Desde pequeno Gilberto José Souza Siqueira acompanhava a mãe, empregada doméstica, ao trabalho. Não havia patroa que reclamasse: lápis e papel bastavam para entreter o menino por horas e horas. Ingressar na escola, para ele, foi um presente, e as aulas de Arte tornaram-se as preferidas. Aluno de Aline Liberato do Ensino Fundamental ao Médio, o jovem não titubeia ao destacar a importância e a influência da professora – e da disciplina – em sua carreira. Gilberto hoje é grafiteiro e ministra oficinas em escolas do Vale do Paraíba (SP).

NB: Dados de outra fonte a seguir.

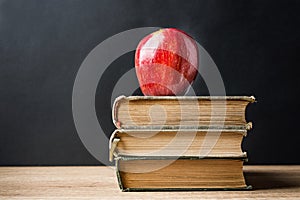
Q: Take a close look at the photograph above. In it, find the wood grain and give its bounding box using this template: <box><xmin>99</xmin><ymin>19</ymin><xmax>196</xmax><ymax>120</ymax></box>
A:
<box><xmin>0</xmin><ymin>165</ymin><xmax>300</xmax><ymax>199</ymax></box>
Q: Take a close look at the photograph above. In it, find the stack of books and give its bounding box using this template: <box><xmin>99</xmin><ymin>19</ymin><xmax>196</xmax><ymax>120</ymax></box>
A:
<box><xmin>109</xmin><ymin>96</ymin><xmax>255</xmax><ymax>191</ymax></box>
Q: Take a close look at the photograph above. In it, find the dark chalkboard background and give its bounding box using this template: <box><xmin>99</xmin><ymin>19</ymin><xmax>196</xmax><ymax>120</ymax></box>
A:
<box><xmin>0</xmin><ymin>0</ymin><xmax>300</xmax><ymax>165</ymax></box>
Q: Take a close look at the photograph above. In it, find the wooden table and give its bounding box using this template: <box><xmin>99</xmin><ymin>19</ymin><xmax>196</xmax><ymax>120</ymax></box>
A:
<box><xmin>0</xmin><ymin>166</ymin><xmax>300</xmax><ymax>199</ymax></box>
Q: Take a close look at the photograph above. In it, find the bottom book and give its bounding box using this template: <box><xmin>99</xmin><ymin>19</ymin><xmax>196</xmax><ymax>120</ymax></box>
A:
<box><xmin>116</xmin><ymin>155</ymin><xmax>252</xmax><ymax>191</ymax></box>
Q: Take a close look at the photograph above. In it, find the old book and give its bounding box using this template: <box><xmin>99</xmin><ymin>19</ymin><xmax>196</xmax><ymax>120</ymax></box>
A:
<box><xmin>112</xmin><ymin>96</ymin><xmax>255</xmax><ymax>129</ymax></box>
<box><xmin>116</xmin><ymin>156</ymin><xmax>251</xmax><ymax>191</ymax></box>
<box><xmin>110</xmin><ymin>128</ymin><xmax>250</xmax><ymax>160</ymax></box>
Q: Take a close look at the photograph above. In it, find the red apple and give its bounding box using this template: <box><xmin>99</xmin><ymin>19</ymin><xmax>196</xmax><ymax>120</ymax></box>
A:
<box><xmin>135</xmin><ymin>28</ymin><xmax>199</xmax><ymax>96</ymax></box>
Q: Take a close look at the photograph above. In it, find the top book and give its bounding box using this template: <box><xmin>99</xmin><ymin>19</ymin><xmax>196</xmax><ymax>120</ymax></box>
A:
<box><xmin>112</xmin><ymin>96</ymin><xmax>255</xmax><ymax>129</ymax></box>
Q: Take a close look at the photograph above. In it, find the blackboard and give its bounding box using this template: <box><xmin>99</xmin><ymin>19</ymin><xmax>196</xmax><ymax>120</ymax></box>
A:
<box><xmin>0</xmin><ymin>0</ymin><xmax>300</xmax><ymax>165</ymax></box>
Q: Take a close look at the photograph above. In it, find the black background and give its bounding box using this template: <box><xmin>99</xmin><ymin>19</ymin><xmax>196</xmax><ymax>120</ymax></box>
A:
<box><xmin>0</xmin><ymin>0</ymin><xmax>300</xmax><ymax>165</ymax></box>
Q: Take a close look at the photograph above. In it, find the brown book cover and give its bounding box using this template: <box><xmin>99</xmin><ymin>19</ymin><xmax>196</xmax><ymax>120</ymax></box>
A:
<box><xmin>109</xmin><ymin>128</ymin><xmax>251</xmax><ymax>160</ymax></box>
<box><xmin>112</xmin><ymin>96</ymin><xmax>255</xmax><ymax>129</ymax></box>
<box><xmin>116</xmin><ymin>155</ymin><xmax>252</xmax><ymax>191</ymax></box>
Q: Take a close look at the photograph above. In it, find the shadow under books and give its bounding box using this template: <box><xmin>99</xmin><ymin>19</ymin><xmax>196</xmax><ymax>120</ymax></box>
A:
<box><xmin>244</xmin><ymin>171</ymin><xmax>300</xmax><ymax>190</ymax></box>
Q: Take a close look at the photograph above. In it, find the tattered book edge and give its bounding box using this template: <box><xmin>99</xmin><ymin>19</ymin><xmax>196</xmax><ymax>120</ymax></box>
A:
<box><xmin>112</xmin><ymin>95</ymin><xmax>256</xmax><ymax>128</ymax></box>
<box><xmin>115</xmin><ymin>160</ymin><xmax>252</xmax><ymax>192</ymax></box>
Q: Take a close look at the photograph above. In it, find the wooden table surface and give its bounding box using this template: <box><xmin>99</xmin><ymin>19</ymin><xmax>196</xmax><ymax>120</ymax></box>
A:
<box><xmin>0</xmin><ymin>165</ymin><xmax>300</xmax><ymax>199</ymax></box>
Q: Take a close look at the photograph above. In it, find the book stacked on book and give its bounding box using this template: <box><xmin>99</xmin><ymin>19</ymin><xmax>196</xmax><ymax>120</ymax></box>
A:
<box><xmin>109</xmin><ymin>96</ymin><xmax>255</xmax><ymax>191</ymax></box>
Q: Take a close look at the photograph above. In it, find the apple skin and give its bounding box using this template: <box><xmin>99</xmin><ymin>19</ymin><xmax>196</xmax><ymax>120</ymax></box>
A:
<box><xmin>135</xmin><ymin>28</ymin><xmax>199</xmax><ymax>96</ymax></box>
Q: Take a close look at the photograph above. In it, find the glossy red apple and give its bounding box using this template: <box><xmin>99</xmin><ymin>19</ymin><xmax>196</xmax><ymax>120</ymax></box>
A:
<box><xmin>135</xmin><ymin>28</ymin><xmax>199</xmax><ymax>96</ymax></box>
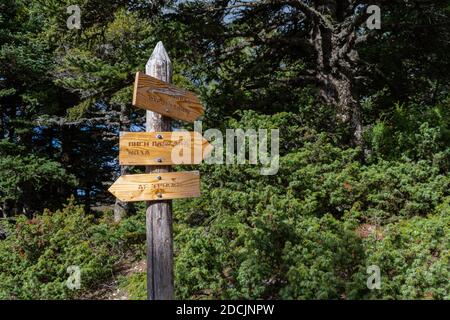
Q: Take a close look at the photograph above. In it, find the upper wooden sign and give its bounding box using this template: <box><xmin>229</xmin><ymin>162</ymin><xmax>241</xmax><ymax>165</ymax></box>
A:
<box><xmin>108</xmin><ymin>171</ymin><xmax>200</xmax><ymax>202</ymax></box>
<box><xmin>119</xmin><ymin>131</ymin><xmax>212</xmax><ymax>165</ymax></box>
<box><xmin>133</xmin><ymin>72</ymin><xmax>204</xmax><ymax>122</ymax></box>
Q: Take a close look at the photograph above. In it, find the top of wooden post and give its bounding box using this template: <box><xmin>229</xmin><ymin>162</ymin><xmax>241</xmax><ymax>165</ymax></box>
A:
<box><xmin>145</xmin><ymin>41</ymin><xmax>172</xmax><ymax>83</ymax></box>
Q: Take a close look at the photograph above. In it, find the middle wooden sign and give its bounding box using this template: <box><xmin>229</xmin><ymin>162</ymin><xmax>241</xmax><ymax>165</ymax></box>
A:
<box><xmin>119</xmin><ymin>131</ymin><xmax>213</xmax><ymax>165</ymax></box>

Gilberto se envolveu ativamente no projeto “O sonho do menino Portinari de colorir o Brasil: questões sociais e cultura local nas aulas de arte do ensino médio”, desenvolvido pela professora Aline Liberato na Escola Estadual Professor Waldemar Salgado, em Santa Branca (SP). Como ele, os demais estudantes se dedicaram de corpo e alma ao projeto vencedor da categoria Ensino Médio no XV Prêmio Arte na Escola Cidadã. “Não são todos os meus alunos que, como Gilberto, seguirão a carreira artística”, pontua Aline. “Mas estou certa de que a disciplina contribui no despertar a sensibilidade, tão importante para a vida.”
Realidade local
“Brodowski, onde Cândido Portinari nasceu, lembra muito Santa Branca”, compara a professora. “Meus alunos também soltam pipas, andam de bicicleta e brincam nas ruas enquanto os pais trabalham na roça”. Tal calmaria, porém, incomoda muitas vezes, especialmente aos jovens ávidos por cultura e novidade
s – a cidade, a 100 quilômetros de São Paulo, não tem cinema, teatro nem museus. O lazer se resume as festas religiosas e populares, além do tradicional passeio na praça.
Foi neste contexto que Aline desenvolveu o projeto vencedor, reunindo questões da cultura popular tradicional do Vale do Paraíba, onde a cidade de Santa Branca está localizada; da história da arte brasileira, por meio das obras de Portinari, que revelou a situação social e cultural de seu povo; do cotidiano dos alunos, suas lendas e histórias locais; das diversas linguagens artísticas, ampliando os conhecimentos, nutrindo estética e tecnicamente e dando oportunidade de escolha aos estudantes.
O pontapé inicial se deu com uma visita da professora e seus alunos à exposição “Guerra e Paz”, de Candido Portinari, no Memorial da América Latina (SP), que motivou amplo debate em sala de aula, enriquecido por bibliografia obtida por Aline no museu que homenageia o artista em Brodowsky. “Mostrei a eles que Portinari partia da ideia de Tolstoi de que um artista consegue ser universal a partir do momento que ele retrata sua própria realidade local”, detalha a docente.
Veio dos próprios alunos a iniciativa de apontar os aspectos culturais e a população de Santa Branca. O pátio da escola virou um ateliê onde bonecões de carnaval, típicos do Vale do Paraíba, ganharam vida a partir do resgate de histórias de personagens da própria cidade. “A confecção é trabalhosa, e durante três meses muitos estudantes ficaram depois do horário das aulas, o que causou estranhamento para os pais. Eu explicava o que estava acontecendo e eles se interessaram a ponto de colaborarem com os filhos na montagem da exposição”, conta Aline. Os cenários para estes personagens foram criados e executados em grafite por Gilberto, que também deu conta da caracterização do muro da escola.
A apresentação do projeto movimentou a escola e a comunidade. A professora, empolgada com o envolvimento do grupo, teve mais uma surpresa: um dos grupos gravou um curta-metragem sobre a vida de Portinari em Brodowski, utilizando locações de Santa Branca. “O cuidado com a direção, montagem, fotografia, figurino e música, além da pesquisa sobre o próprio artista, mexeu com todos que assistiram e me deixou bastante emocionada”, relembra a Aline.
Avaliando os resultados e aprendizagens do projeto e seu percurso, a professora acredita que o patrimônio histórico cultural material e imaterial da cidade e seus moradores ganharam visibilidade e foram valorizados. A cultura e os costumes locais ultrapassaram os limites da vergonha e acomodação para se tornar conteúdos de estudos, mote de experiências estéticas e artísticas; motivaram e impulsionaram outro grande projeto. “A arte concretizou sonhos, modificou pessoas e lugares, leu o mundo, uniu saberes e apresentou ideias, sentimentos e pensamentos”, finaliza.